Lu Wuji Ejder Dişi Muhafızlarının işkence yöntemlerinin Xue Tong üzerinde etkili olmadığını anladı.

 

“Xue Tong, Jiang Chen sana ne teklif etti söylesene? Sen sadece onun şahsi korumalarından birisisin. Sana ne kadar iyi davranırsa davransın, sonuçta sen sadece bir korumasın. Eğer bizimle işbirliği yaparsan sayısız altın ve gümüş, bir sürü mal varlığı senin olacak!”

 

“Oh?” Xue Tong soğuk bir ifadeyle gülümsedi, Lu Wuji’nin sonraki sinsi hamlesini merak ediyordu.

 

Xue Tong’un tavırlarının yumuşadığını gören Lu Wuji gülümsemeye başladı. Bir sandalye çekip oturdu, Xue Tong’u ikna etme çabalarına devam etti: “Bana eğer Güz Avında gerçekte neler olduğunu söylersen, birinci prens Ye Dai’nin neden öldüğünü söylersen ve bu işin suçlularının Ye Rong ve Jiang Chen olduğuna dair şahitlik yaparsan, sana söz veriyorum para ve varlık hediyeni alacaksın.”

 

“Varlık ve para mı? Ne kadar paradan ve varlıktan bahsediyorsun?”

 

“Eğer söylediklerimi başarabilirsen, en az Jiang Chen’in sahip olduğu kadar soyluluk unvanı kazanacaksın. Yani en az ikinci kademeden soyluluk unvanı.”

 

Xue Tong güldü: “Yardımcı General Lu, merak ediyorum da, sen kaçıncı kademeden soylusun?”

 

Lu Wuji kibirli şekilde cevapladı: “Ben otuz yaşımda bile olmadığım halde yeteneklerim sayesinde üçüncü kademe soyluluk unvanına sahibim.
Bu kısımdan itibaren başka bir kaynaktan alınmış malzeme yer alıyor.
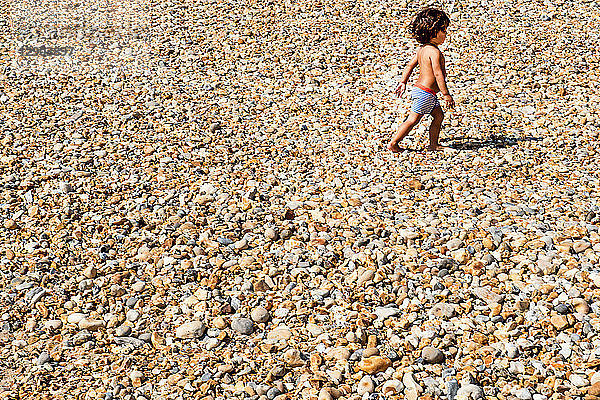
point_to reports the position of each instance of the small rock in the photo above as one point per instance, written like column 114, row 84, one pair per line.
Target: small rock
column 431, row 355
column 91, row 324
column 560, row 322
column 260, row 315
column 190, row 330
column 43, row 358
column 53, row 324
column 123, row 330
column 293, row 358
column 90, row 272
column 594, row 390
column 365, row 385
column 374, row 364
column 469, row 391
column 244, row 326
column 10, row 224
column 280, row 333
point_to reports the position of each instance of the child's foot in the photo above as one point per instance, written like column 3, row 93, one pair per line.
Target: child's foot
column 394, row 148
column 445, row 149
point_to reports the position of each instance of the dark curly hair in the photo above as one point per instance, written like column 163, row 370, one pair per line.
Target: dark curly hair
column 427, row 23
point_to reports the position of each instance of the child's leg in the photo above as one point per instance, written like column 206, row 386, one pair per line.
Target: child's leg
column 434, row 129
column 403, row 130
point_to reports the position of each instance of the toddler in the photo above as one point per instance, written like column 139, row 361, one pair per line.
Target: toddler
column 429, row 29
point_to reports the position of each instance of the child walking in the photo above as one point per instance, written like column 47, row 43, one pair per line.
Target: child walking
column 429, row 29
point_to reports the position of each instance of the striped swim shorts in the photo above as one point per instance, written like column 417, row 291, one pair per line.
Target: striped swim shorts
column 424, row 100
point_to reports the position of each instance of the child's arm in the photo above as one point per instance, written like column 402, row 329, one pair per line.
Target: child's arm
column 406, row 74
column 440, row 77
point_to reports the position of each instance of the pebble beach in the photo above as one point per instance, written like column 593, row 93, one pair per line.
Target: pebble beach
column 197, row 202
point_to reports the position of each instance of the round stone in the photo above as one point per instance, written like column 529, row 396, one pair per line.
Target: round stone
column 260, row 314
column 244, row 326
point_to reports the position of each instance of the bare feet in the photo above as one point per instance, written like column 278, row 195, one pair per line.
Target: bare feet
column 394, row 148
column 445, row 149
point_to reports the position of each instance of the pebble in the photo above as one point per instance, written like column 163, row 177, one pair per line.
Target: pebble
column 244, row 326
column 260, row 315
column 365, row 385
column 123, row 330
column 190, row 330
column 374, row 364
column 43, row 358
column 432, row 355
column 469, row 391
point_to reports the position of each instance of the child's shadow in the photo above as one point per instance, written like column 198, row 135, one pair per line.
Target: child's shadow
column 495, row 141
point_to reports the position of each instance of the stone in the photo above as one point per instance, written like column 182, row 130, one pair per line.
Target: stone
column 123, row 330
column 431, row 355
column 43, row 358
column 365, row 385
column 280, row 333
column 594, row 390
column 374, row 364
column 90, row 272
column 560, row 322
column 469, row 391
column 292, row 357
column 53, row 324
column 244, row 326
column 190, row 330
column 91, row 324
column 260, row 315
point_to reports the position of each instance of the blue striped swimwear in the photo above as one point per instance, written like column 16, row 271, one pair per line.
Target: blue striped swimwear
column 424, row 101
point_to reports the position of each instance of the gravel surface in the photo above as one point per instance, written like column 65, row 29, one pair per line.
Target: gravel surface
column 196, row 202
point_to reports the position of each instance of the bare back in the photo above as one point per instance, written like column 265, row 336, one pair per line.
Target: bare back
column 425, row 56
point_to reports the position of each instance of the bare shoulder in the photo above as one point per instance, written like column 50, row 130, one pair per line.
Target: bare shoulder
column 432, row 51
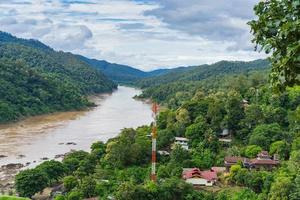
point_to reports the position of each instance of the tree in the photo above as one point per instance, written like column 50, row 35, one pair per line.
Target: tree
column 245, row 194
column 263, row 135
column 196, row 131
column 88, row 187
column 30, row 181
column 53, row 169
column 234, row 110
column 281, row 148
column 252, row 150
column 281, row 189
column 277, row 31
column 179, row 155
column 74, row 195
column 70, row 182
column 98, row 149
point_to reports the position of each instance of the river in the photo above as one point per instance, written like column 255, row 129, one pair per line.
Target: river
column 46, row 136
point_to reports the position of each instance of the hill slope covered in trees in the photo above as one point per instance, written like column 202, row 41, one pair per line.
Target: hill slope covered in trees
column 35, row 79
column 196, row 73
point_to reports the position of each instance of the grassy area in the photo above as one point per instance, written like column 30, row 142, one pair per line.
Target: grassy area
column 2, row 197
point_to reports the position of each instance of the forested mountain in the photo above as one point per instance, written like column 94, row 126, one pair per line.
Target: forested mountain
column 116, row 72
column 195, row 73
column 36, row 79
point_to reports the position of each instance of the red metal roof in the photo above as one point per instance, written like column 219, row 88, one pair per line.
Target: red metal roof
column 263, row 162
column 195, row 172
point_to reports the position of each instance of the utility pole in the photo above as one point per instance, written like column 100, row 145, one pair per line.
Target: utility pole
column 154, row 135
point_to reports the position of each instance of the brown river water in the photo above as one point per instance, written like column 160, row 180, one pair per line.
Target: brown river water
column 47, row 136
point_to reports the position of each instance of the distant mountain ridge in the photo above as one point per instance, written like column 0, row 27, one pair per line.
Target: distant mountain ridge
column 35, row 79
column 196, row 73
column 116, row 72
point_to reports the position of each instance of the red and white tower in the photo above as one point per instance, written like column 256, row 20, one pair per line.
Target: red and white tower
column 154, row 135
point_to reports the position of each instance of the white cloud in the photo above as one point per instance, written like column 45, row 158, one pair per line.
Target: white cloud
column 138, row 33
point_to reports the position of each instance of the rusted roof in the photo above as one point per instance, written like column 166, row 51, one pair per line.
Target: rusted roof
column 197, row 173
column 263, row 162
column 233, row 159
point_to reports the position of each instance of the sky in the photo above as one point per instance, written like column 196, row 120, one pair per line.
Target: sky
column 146, row 34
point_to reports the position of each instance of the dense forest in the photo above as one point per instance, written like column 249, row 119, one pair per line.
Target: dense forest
column 247, row 111
column 35, row 79
column 122, row 74
column 120, row 168
column 196, row 73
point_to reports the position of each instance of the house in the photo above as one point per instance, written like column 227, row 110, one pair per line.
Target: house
column 224, row 136
column 245, row 103
column 233, row 160
column 183, row 142
column 163, row 153
column 197, row 178
column 263, row 160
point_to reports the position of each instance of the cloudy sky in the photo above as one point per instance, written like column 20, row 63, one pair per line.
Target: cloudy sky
column 146, row 34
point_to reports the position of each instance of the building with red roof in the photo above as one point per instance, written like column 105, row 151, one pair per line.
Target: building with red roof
column 196, row 177
column 263, row 160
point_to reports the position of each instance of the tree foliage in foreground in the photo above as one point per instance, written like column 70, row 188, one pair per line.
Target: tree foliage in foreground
column 277, row 31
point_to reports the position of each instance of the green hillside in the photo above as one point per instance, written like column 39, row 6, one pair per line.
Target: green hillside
column 195, row 73
column 35, row 79
column 116, row 72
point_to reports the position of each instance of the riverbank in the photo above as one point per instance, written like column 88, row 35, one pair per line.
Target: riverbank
column 33, row 140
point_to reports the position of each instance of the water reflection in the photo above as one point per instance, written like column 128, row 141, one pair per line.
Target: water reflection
column 48, row 135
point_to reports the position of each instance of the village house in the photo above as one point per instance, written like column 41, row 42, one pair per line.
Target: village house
column 197, row 178
column 183, row 142
column 263, row 160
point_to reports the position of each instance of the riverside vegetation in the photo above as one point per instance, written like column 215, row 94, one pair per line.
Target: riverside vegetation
column 199, row 107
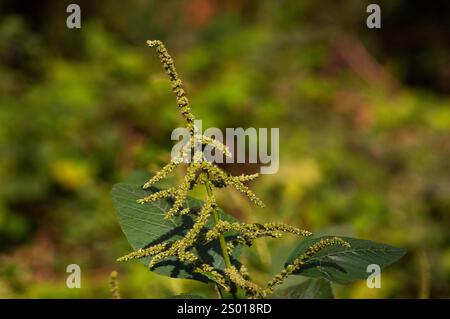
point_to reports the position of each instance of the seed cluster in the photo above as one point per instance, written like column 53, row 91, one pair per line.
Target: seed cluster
column 202, row 172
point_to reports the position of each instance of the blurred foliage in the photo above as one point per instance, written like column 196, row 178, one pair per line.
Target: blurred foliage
column 364, row 118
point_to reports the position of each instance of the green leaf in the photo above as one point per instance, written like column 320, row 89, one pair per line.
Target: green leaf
column 144, row 225
column 310, row 289
column 344, row 265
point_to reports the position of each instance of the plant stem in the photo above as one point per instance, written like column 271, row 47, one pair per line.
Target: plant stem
column 223, row 244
Jiang Chen gibi şans eseri soyluluk unvanı kazanmış birisi benimle nasıl yarışabilir?”

 

“Tüh, tüh, sen sadece üçüncü kademe soylusun ve bana ikinci kademe soyluluk mu teklif ediyorsun? Lu Wuji, sen daha ne kadar aptallaşabilirsin merak ediyorum. Sen beni de kendin gibi salak mı sandın?”

 

Lu Wuji’nin suratı kaskatı kesilmişti. İlk başta Xue Tong’un tavırlarının yumuşadığını zannetmişti fakat şimdi anlamıştı ki aslında kendisiyle dalga geçiyordu.

 

“Çocuk, belli ki senin elinden bütün umudunu almadıkça inat etmeye devam edeceksin. Pekâlâ, pekâlâ… O halde seni gerçekten de öldürmeyeceğim. Seni böyle esir olarak bekleteceğim ki Jiang Chen’in cesedini görebilesin. İşte o zaman tekrar konuşacağız, bakalım yine bu kadar sert davranabiliyor musun?”

 

Lu Wuji sinirli şekilde arkasına döndü: “Xue San! Biz üstlerimize baskı kurmaya çalışıp sıkıyönetimin kalkması için uğraşacağız, böylece size işe yarar fırsatlar sunmaya çalışacağız. Jiang Chen’i öldürebileceğinden kesin emin misin?”

 

Xue San gülümsedi: “Yardımcı General Lu, siz kendi işiniz hakkında endişelenin, biz de kendi işimiz hakkında. Geri kalan tanrılar tarafından halledilir.”

 

Lu Wuji bu adama da sinir oluyordu, Xue San’ı dövmek istiyordu. Niye böylesine kibirli ve havalı konuşuyordu ki? Sanki planlarını Lu Wuji’ye açıklasa bir şey mi kaybedecekti?

 

Fakat biliyordu ki şu anki eğitim seviyesi ile Xue San’ı dövmek kesinlikle imkânsızdı.

 

Lu Wuji bir süre boyunca somurttuktan sonra evine dönmek için yola çıktı. Bir süre düşündükten sonra bu meseleyi amcası Yang Zhao’ya rapor etmeyi düşündü.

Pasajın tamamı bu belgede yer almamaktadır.